お正月をあけて、1月6日に新居へ引っ越したのが去年のこと。

今の部屋で過ごしてようやく1年なのか、まだ1年なのか、どうにもまごついた感慨の中にいる。

 

そんななかでふと思い出したのが、今の部屋へ移る前に住んでいた部屋のこと。

そこでは6~7年ほどを過ごした。

住心地もよく、周辺の環境も落ち着いていて、特に仕事場との位置取りが好きだった。

 

その部屋は、仕事場からちょうど真東の位置にあり、わたしは朝には自転車で朝日を背に受けながら西へ向かい、夕方にもまた同じようにして東へ帰るという日々を過ごしていた。

この背中に太陽を浴びるというのが、なかなか気持ち良い。

朝の「よし、これから仕事だぞ」という時に背中へ浴びる太陽の光というのは、別に私のためだけのものではないのだが、ちょっとした特別感を与えてくれる。

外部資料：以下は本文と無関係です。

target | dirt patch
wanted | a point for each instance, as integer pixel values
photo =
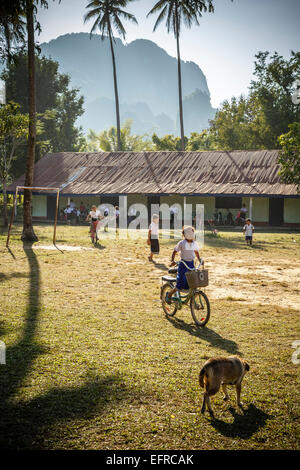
(61, 247)
(275, 283)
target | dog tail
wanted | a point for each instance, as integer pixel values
(201, 376)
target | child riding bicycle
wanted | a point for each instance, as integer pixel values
(189, 249)
(94, 216)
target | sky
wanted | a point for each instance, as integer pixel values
(224, 45)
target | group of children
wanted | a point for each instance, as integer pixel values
(188, 249)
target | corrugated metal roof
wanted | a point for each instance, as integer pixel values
(216, 173)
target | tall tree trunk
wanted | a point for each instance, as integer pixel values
(28, 232)
(5, 217)
(179, 86)
(116, 92)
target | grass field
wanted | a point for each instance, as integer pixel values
(93, 363)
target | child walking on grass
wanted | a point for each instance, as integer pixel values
(189, 250)
(153, 240)
(248, 231)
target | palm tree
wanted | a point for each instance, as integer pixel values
(30, 7)
(107, 14)
(28, 232)
(177, 12)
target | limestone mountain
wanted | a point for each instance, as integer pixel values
(147, 81)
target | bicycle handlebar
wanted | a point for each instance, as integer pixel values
(201, 263)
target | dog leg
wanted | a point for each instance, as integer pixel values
(238, 394)
(203, 403)
(209, 406)
(226, 396)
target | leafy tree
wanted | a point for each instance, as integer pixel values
(273, 89)
(12, 29)
(177, 12)
(13, 130)
(289, 156)
(107, 15)
(28, 9)
(106, 141)
(240, 124)
(256, 121)
(202, 141)
(57, 106)
(168, 142)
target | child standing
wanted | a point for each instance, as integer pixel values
(248, 231)
(189, 249)
(153, 241)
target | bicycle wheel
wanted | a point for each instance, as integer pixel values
(200, 308)
(169, 310)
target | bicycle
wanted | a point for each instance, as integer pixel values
(197, 299)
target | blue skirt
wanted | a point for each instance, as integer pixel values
(181, 282)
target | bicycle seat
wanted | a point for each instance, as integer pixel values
(172, 270)
(169, 278)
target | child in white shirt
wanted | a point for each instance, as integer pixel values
(248, 231)
(189, 250)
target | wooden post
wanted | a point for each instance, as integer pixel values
(38, 188)
(55, 220)
(12, 216)
(250, 208)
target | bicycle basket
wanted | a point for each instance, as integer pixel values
(197, 278)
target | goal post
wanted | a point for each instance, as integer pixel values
(14, 208)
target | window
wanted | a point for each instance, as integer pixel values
(228, 202)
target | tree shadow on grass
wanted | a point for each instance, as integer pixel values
(244, 425)
(25, 424)
(206, 334)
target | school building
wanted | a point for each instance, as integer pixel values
(219, 180)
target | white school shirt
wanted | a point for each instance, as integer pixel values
(248, 229)
(94, 214)
(154, 228)
(187, 249)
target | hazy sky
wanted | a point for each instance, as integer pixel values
(224, 45)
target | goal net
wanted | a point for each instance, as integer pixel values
(36, 189)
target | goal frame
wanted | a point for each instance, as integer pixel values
(33, 188)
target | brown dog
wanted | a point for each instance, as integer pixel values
(222, 371)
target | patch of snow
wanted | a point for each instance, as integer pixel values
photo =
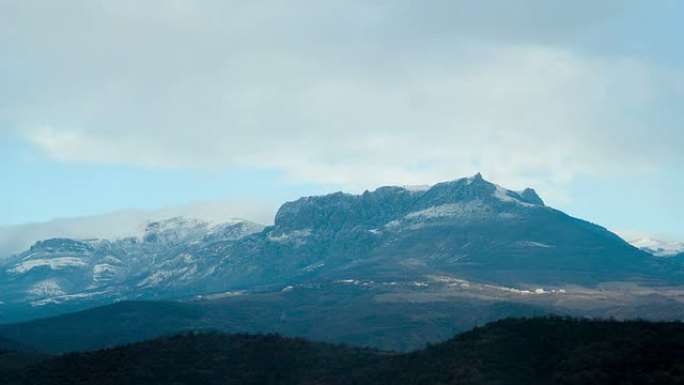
(68, 297)
(292, 236)
(658, 248)
(103, 271)
(416, 188)
(52, 263)
(463, 209)
(48, 287)
(534, 244)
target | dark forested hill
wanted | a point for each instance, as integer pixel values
(512, 351)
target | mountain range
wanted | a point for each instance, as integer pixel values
(462, 253)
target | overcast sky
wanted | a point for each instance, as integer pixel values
(118, 105)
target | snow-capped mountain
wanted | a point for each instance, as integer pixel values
(467, 228)
(659, 248)
(165, 255)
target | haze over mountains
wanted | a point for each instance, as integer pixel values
(458, 253)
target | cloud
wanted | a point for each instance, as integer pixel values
(351, 93)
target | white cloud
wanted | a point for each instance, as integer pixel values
(352, 93)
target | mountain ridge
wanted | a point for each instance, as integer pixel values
(464, 229)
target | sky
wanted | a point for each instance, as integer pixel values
(229, 108)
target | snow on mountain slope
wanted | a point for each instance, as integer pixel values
(467, 228)
(659, 248)
(167, 253)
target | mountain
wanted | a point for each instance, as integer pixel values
(659, 248)
(511, 351)
(468, 230)
(70, 273)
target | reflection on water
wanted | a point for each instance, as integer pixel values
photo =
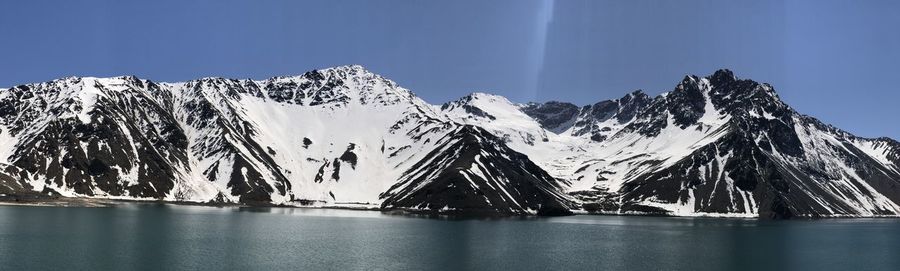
(158, 236)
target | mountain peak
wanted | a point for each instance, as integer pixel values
(722, 76)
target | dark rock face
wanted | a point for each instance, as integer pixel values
(760, 165)
(752, 155)
(127, 133)
(479, 175)
(622, 110)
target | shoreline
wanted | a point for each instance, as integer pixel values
(108, 203)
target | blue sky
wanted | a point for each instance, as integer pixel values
(835, 60)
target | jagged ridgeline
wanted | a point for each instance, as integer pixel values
(343, 136)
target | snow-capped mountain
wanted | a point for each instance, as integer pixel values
(341, 136)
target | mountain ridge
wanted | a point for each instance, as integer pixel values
(346, 136)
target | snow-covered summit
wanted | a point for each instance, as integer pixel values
(715, 145)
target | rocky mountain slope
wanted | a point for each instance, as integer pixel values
(716, 145)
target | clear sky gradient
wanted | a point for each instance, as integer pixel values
(835, 60)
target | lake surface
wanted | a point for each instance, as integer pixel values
(144, 236)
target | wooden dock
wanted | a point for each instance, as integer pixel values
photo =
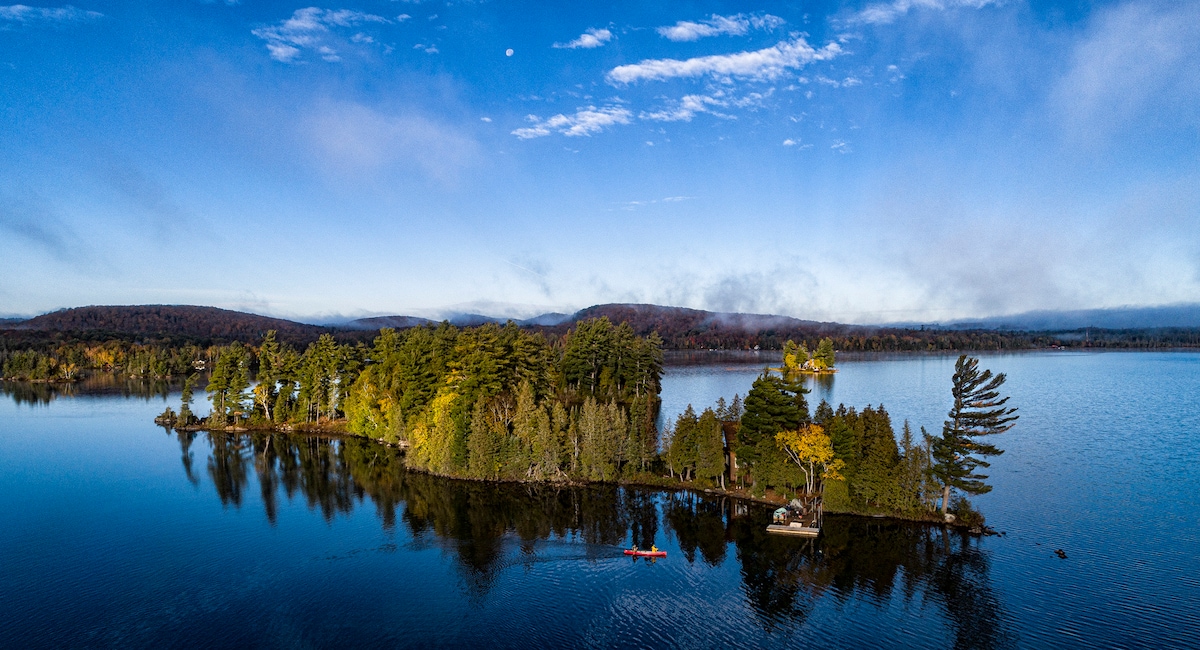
(793, 529)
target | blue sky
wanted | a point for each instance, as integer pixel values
(864, 162)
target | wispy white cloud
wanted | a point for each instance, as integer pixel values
(718, 25)
(763, 64)
(589, 38)
(309, 29)
(636, 204)
(585, 121)
(882, 13)
(355, 140)
(689, 106)
(27, 14)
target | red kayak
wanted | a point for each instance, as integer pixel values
(646, 553)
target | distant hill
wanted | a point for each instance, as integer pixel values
(381, 322)
(683, 327)
(199, 324)
(679, 327)
(1119, 318)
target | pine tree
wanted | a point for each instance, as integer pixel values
(978, 410)
(185, 407)
(772, 405)
(709, 443)
(825, 353)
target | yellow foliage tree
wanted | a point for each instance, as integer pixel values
(811, 450)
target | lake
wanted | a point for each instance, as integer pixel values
(117, 533)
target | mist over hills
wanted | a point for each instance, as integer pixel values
(202, 324)
(1117, 318)
(678, 326)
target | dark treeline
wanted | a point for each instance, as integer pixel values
(742, 441)
(490, 402)
(480, 524)
(694, 329)
(73, 361)
(174, 324)
(169, 329)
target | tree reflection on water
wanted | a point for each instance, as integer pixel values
(783, 578)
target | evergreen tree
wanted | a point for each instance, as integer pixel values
(825, 353)
(772, 405)
(709, 443)
(913, 468)
(185, 407)
(978, 410)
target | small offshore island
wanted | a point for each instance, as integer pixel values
(501, 403)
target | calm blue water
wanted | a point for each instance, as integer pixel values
(114, 533)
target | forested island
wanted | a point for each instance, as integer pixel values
(502, 403)
(162, 341)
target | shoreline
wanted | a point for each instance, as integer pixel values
(337, 429)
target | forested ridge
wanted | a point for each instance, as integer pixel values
(490, 402)
(175, 325)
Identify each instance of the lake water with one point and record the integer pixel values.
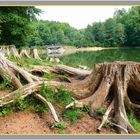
(93, 57)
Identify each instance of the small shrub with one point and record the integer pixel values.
(100, 111)
(22, 104)
(107, 124)
(60, 125)
(6, 83)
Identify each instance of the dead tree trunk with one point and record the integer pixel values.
(34, 54)
(114, 85)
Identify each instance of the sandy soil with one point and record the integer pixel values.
(25, 122)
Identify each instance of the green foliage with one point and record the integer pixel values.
(100, 111)
(72, 114)
(60, 97)
(14, 25)
(49, 76)
(29, 103)
(107, 124)
(51, 32)
(81, 58)
(86, 108)
(63, 96)
(6, 82)
(134, 122)
(18, 26)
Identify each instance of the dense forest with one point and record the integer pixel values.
(19, 26)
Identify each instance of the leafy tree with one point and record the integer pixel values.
(14, 24)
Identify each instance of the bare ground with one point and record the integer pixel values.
(25, 122)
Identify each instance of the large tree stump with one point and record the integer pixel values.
(115, 85)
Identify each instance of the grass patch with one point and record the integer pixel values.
(73, 114)
(60, 98)
(29, 103)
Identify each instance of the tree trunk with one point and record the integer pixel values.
(13, 51)
(34, 54)
(23, 53)
(115, 86)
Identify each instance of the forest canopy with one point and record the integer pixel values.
(19, 26)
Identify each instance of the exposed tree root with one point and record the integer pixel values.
(117, 84)
(34, 54)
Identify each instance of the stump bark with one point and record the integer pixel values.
(115, 85)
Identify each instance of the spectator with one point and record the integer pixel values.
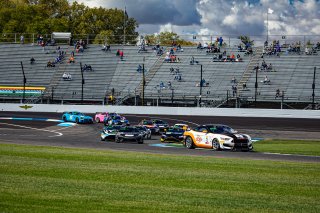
(87, 68)
(266, 80)
(162, 85)
(32, 60)
(234, 80)
(71, 59)
(22, 39)
(66, 77)
(121, 55)
(234, 90)
(277, 93)
(139, 69)
(50, 64)
(244, 86)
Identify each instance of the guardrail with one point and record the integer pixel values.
(184, 111)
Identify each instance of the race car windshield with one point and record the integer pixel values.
(222, 129)
(159, 122)
(147, 123)
(129, 130)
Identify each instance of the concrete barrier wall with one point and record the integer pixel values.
(234, 112)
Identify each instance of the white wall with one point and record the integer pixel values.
(278, 113)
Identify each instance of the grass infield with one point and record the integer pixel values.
(52, 179)
(289, 147)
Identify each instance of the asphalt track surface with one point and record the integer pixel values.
(40, 132)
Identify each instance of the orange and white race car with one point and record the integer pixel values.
(216, 137)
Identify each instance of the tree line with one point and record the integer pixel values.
(45, 17)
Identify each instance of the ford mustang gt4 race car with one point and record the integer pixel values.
(77, 117)
(145, 131)
(150, 125)
(217, 136)
(109, 132)
(129, 133)
(172, 134)
(162, 125)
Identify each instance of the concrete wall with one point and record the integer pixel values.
(277, 113)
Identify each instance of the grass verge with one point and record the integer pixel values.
(289, 147)
(51, 179)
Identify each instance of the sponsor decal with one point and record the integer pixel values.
(198, 139)
(26, 107)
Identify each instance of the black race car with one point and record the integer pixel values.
(145, 131)
(162, 125)
(129, 133)
(172, 134)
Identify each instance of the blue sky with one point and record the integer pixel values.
(221, 17)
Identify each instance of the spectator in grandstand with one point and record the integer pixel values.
(162, 85)
(234, 90)
(32, 60)
(193, 61)
(234, 80)
(71, 59)
(87, 68)
(106, 47)
(199, 47)
(220, 41)
(121, 55)
(244, 86)
(139, 69)
(50, 64)
(266, 80)
(277, 93)
(264, 65)
(66, 76)
(21, 39)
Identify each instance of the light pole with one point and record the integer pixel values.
(200, 85)
(143, 84)
(256, 87)
(313, 87)
(82, 82)
(24, 84)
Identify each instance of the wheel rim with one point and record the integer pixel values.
(188, 142)
(215, 144)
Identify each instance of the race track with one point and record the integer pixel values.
(36, 129)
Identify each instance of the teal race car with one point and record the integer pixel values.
(77, 117)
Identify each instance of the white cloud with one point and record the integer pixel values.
(221, 16)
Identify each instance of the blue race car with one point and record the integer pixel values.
(77, 117)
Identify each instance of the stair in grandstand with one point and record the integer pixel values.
(255, 59)
(153, 70)
(58, 74)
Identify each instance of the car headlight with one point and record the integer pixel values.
(224, 139)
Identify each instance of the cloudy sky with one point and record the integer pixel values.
(221, 17)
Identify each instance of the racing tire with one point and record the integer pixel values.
(189, 143)
(117, 140)
(215, 144)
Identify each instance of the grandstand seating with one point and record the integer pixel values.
(294, 74)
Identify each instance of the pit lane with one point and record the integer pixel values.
(40, 131)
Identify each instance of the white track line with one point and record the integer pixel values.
(164, 118)
(44, 130)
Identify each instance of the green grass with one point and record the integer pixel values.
(52, 179)
(289, 147)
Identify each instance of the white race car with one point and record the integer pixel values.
(217, 136)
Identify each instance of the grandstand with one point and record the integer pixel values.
(292, 74)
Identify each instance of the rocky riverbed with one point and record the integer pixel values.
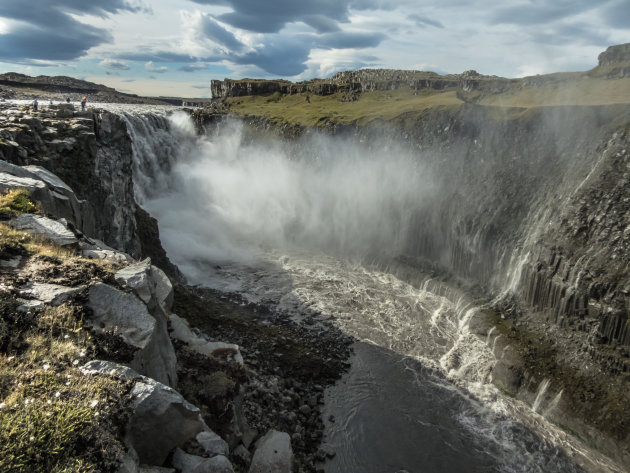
(187, 378)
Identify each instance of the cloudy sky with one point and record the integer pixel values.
(175, 47)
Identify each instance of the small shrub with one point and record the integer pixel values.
(17, 201)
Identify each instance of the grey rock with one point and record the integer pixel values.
(242, 455)
(52, 294)
(136, 277)
(109, 368)
(127, 316)
(161, 420)
(148, 282)
(187, 463)
(51, 229)
(212, 444)
(27, 306)
(96, 249)
(122, 313)
(54, 195)
(273, 454)
(8, 181)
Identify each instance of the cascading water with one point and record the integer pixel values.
(293, 226)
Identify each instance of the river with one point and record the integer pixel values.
(300, 229)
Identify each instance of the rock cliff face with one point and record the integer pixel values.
(532, 212)
(89, 151)
(357, 82)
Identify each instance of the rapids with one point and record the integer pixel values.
(316, 228)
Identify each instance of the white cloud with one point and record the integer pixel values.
(113, 64)
(151, 67)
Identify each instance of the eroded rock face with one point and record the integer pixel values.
(273, 454)
(89, 153)
(148, 282)
(46, 227)
(120, 313)
(615, 54)
(126, 316)
(181, 331)
(162, 420)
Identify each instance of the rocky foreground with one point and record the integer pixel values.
(106, 364)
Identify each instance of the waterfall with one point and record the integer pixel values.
(540, 394)
(297, 226)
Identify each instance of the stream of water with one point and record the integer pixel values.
(293, 229)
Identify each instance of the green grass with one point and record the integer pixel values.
(562, 89)
(17, 201)
(322, 110)
(52, 418)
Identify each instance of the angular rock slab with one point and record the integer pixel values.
(51, 229)
(147, 282)
(109, 368)
(193, 464)
(273, 454)
(96, 249)
(54, 195)
(52, 294)
(121, 313)
(212, 444)
(125, 315)
(162, 420)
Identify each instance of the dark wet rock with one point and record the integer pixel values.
(187, 463)
(212, 444)
(273, 454)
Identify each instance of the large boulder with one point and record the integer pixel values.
(96, 249)
(148, 282)
(125, 315)
(212, 444)
(161, 420)
(55, 196)
(121, 313)
(53, 294)
(273, 454)
(53, 230)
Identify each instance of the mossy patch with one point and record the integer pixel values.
(52, 418)
(17, 201)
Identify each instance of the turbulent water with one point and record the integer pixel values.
(316, 228)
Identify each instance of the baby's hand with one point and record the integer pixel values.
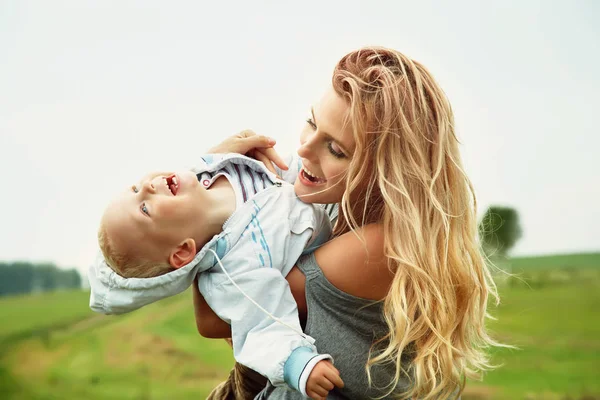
(322, 379)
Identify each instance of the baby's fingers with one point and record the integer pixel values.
(333, 376)
(317, 392)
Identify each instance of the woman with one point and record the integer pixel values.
(398, 297)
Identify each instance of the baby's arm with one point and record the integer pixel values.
(279, 352)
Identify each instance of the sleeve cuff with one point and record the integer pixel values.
(299, 365)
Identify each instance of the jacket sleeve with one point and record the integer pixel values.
(260, 342)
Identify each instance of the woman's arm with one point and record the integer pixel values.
(351, 266)
(211, 326)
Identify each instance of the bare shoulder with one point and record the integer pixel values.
(357, 267)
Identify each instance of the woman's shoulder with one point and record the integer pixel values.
(355, 262)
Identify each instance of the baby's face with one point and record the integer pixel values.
(154, 216)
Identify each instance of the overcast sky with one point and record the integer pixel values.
(94, 94)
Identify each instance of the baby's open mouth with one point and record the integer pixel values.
(173, 184)
(312, 177)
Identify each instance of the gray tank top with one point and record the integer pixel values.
(344, 326)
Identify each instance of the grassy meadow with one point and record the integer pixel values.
(53, 347)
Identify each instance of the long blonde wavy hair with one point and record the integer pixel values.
(407, 150)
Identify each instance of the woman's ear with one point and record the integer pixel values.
(183, 253)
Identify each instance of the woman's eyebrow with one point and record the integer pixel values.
(327, 135)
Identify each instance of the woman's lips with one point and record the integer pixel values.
(305, 179)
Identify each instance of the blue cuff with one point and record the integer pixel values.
(295, 364)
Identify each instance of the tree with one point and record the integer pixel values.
(500, 230)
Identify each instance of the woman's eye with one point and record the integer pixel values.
(144, 209)
(311, 123)
(335, 150)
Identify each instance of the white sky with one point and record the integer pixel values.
(93, 94)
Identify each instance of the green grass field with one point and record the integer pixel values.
(53, 347)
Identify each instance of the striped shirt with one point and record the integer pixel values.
(245, 181)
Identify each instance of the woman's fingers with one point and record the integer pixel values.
(243, 142)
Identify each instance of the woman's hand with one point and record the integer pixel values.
(256, 146)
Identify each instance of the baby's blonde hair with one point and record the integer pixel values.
(407, 150)
(125, 264)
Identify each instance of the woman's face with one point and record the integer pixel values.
(326, 147)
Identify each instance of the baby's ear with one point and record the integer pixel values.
(183, 254)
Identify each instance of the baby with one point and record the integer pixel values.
(241, 229)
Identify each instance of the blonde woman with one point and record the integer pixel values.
(398, 296)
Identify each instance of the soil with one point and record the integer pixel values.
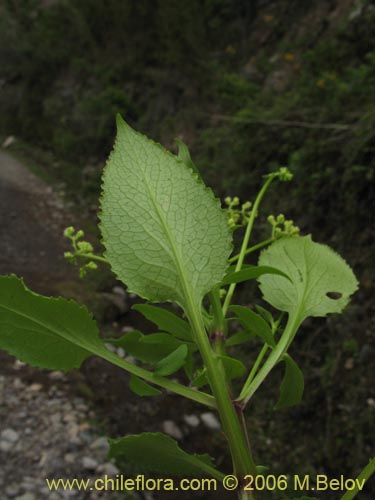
(331, 432)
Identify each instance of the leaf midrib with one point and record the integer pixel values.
(176, 256)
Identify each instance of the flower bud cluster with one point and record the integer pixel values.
(238, 215)
(282, 227)
(82, 249)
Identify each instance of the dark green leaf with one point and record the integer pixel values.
(51, 333)
(239, 338)
(255, 323)
(249, 273)
(156, 452)
(173, 362)
(141, 388)
(291, 390)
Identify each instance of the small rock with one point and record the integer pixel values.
(35, 387)
(5, 446)
(100, 444)
(89, 463)
(210, 421)
(9, 435)
(108, 468)
(191, 420)
(171, 428)
(56, 376)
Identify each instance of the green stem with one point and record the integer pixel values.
(253, 249)
(275, 356)
(364, 476)
(242, 460)
(246, 239)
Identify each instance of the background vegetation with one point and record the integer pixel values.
(249, 86)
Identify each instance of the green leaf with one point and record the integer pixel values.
(265, 314)
(52, 333)
(239, 338)
(255, 323)
(165, 320)
(291, 390)
(249, 273)
(137, 345)
(184, 156)
(158, 453)
(173, 362)
(315, 270)
(200, 378)
(141, 388)
(166, 236)
(233, 367)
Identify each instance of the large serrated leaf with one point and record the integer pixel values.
(43, 331)
(292, 386)
(321, 281)
(156, 452)
(165, 320)
(166, 236)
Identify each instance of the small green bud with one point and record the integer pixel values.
(69, 232)
(85, 247)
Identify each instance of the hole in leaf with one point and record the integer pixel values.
(334, 295)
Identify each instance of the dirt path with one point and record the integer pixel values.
(32, 219)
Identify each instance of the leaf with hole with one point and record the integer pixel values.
(166, 236)
(291, 390)
(254, 323)
(315, 272)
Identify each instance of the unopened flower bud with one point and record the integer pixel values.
(69, 231)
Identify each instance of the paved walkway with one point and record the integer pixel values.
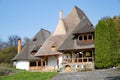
(106, 74)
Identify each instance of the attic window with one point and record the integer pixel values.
(85, 37)
(53, 48)
(34, 39)
(33, 52)
(90, 36)
(80, 37)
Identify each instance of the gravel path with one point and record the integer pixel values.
(105, 74)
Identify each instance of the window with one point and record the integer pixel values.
(34, 39)
(85, 37)
(53, 48)
(33, 52)
(32, 63)
(80, 37)
(39, 63)
(90, 37)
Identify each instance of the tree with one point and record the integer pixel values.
(107, 43)
(102, 45)
(113, 41)
(7, 54)
(26, 40)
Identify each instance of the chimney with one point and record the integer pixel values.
(19, 45)
(60, 14)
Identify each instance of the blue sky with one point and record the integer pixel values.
(26, 17)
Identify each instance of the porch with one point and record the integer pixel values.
(77, 60)
(77, 57)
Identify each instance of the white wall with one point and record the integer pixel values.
(60, 61)
(22, 65)
(52, 61)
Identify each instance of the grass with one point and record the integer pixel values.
(26, 75)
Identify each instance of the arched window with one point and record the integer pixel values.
(85, 37)
(33, 52)
(80, 37)
(90, 37)
(53, 48)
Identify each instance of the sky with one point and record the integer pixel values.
(26, 17)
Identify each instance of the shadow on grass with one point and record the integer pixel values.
(113, 78)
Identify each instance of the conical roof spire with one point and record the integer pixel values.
(60, 29)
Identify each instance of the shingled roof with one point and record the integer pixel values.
(69, 43)
(33, 45)
(71, 23)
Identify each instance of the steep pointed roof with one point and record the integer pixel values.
(71, 22)
(54, 40)
(60, 29)
(74, 18)
(33, 45)
(69, 42)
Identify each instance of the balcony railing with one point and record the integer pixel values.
(77, 60)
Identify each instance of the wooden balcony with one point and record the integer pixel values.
(77, 60)
(35, 68)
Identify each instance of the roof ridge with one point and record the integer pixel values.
(45, 30)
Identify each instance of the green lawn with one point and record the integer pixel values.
(24, 75)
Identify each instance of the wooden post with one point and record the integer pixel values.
(72, 57)
(41, 63)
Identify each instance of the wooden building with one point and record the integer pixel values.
(69, 48)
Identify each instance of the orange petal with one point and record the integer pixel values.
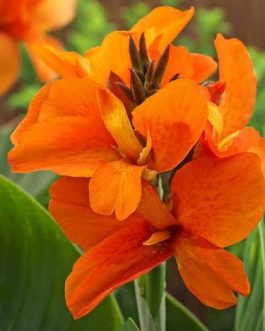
(117, 122)
(221, 200)
(188, 65)
(9, 63)
(50, 14)
(65, 64)
(78, 100)
(167, 22)
(236, 70)
(241, 141)
(112, 55)
(175, 117)
(260, 151)
(69, 205)
(153, 210)
(210, 273)
(69, 146)
(115, 261)
(116, 187)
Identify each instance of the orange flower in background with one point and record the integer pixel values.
(215, 203)
(232, 103)
(77, 127)
(28, 21)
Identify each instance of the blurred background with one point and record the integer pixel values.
(95, 18)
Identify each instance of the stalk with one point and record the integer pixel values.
(151, 296)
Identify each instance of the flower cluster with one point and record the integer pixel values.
(120, 117)
(28, 21)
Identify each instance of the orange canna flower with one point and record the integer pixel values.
(94, 124)
(232, 101)
(203, 220)
(28, 21)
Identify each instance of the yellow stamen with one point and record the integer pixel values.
(157, 238)
(215, 118)
(224, 144)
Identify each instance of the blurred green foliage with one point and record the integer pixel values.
(89, 27)
(132, 14)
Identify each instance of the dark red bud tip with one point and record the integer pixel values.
(161, 66)
(149, 76)
(143, 51)
(137, 88)
(125, 89)
(134, 55)
(176, 76)
(216, 91)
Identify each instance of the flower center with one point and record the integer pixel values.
(146, 75)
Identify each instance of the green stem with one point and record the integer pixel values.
(150, 293)
(150, 297)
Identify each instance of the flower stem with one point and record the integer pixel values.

そうした往路だけでも好きになるには十分なのだけど、一番お気に入りだったのは夏の夕暮れの帰り道だ。

 

夏の17時~18時ごろ、まだ西日が暑い時間に東を向いて歩いていると「お!」と思うような、でっかい雲を見つけることがある。

そういう雲を見つけると、私は振り返って西日を確認し、それからまた東の空を探し始める。

すると、結構な確率で虹を見ることができるのだ。

この夏特有のけぶるような湿気の中で、雲が夕焼けに色づいて、青とオレンジの混じった空に鮮やかな円弧のかかる風景が、私は特に好きだった。

それも、これから家に帰るというタイミングで見るなら格別だ。

普段はスマホばかりで痛めている首を、飽きもせず虹の消えきるまで見上げさせたことも少なくない。

 

そういう特別を思い出して、

「あーそういえば、まだ今の部屋との行き来に、そんな特別ってないなあ」

なんて思い至った。

 

それなら、まだまだこれからっぽい。

1年お疲れさま、契約更新したので、これからよろしくおねがいします。